Student: Shit! I never saw this in any of the books I read.


Seiho: I know (laughter). I know your disappointment. When I lived at Choboji Zen Temple in Seattle, I was told that Genki Takabayashi Roshi would say... "Zen is not a hobby. If you need a hobby, it could be better to take up golf or something. Zen is not a game or a toy."


Student: If I keep going what will happen?

Seiho: I have no idea. Zen is a dynamic experience. It is different for everyone. I only know that through the practice... the arteries of our heart and mind are cleared as a result of Zazen. What we do with the heart and mind that has its arteries and pathways cleared, are often acts of spontaneous creativity and Loving Presence.


It's a team effort... even teachers and mentors need teachers and mentors, so we don't fall into dharma delusion, keeping the arteries and pathways clear. The ID has ways of adjusting and adapting as it tries to co-opt our practice for its own purpose.


Student: And what's its purpose?


Seiho: As I said before... ego is self-referential. Being self-referential... it gains a reflection of itself through our problems and suffering.


Student: My attention and obsessing on my suffering is its vanity mirror?
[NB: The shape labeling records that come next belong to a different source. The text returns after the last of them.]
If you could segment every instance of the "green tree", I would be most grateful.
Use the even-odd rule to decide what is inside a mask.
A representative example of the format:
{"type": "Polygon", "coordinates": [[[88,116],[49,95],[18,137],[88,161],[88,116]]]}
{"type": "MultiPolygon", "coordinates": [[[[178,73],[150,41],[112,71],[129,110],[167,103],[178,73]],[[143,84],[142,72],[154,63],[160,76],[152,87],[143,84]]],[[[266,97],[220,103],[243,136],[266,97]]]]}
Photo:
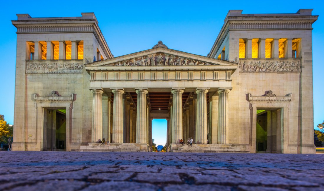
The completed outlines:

Seiho: I invite you to check and see if it's your suffering or its story about our pain that is the actual suffering?


Student: But still...

Seiho: Yep. You're very accurate about the vanity mirror of thought. There's a big difference between pain and suffering. Most... not all... of what I assumed were feelings of suffering, after much much much much Zazen I noticed... maybe realized... were and are thoughts about suffering.


When I was at Dai Bosatsu Zendo... jammed up on the cushion during Golden Wind... a 7-day silent meditation retreat... and Seigan told me... "The suffering is not yours..." he was telling me the truth. The pain was mine... but the stories about my pain... many of them were turds because he was pissed about my hurt. The ID is here to protect us from harm. The ID being self-referential knows when it misses... and so the stories... the suffering thoughts... were about that. Seigan helped me to "Drop the rock of thought," so to speak, and I was freed from that particular point of suffering, at that time in my life.

I've said before, Zen practice is anti-climatic... Truly nothing and no thing special... other than to have conscious contact with our life and the feelings that are aspects, in my direct experience.


Conclusion: Zen practice as I always say is not to be distant... aloof... or transcend... reality. It's the opposite. Please please please please... do not use Zen training and practice to try and perform frontal lobotomy's on yourself, in the mistaken ideas of what "Ego death," is. Without an ego, who would you ever make it across the street, or have a favorite food, or color?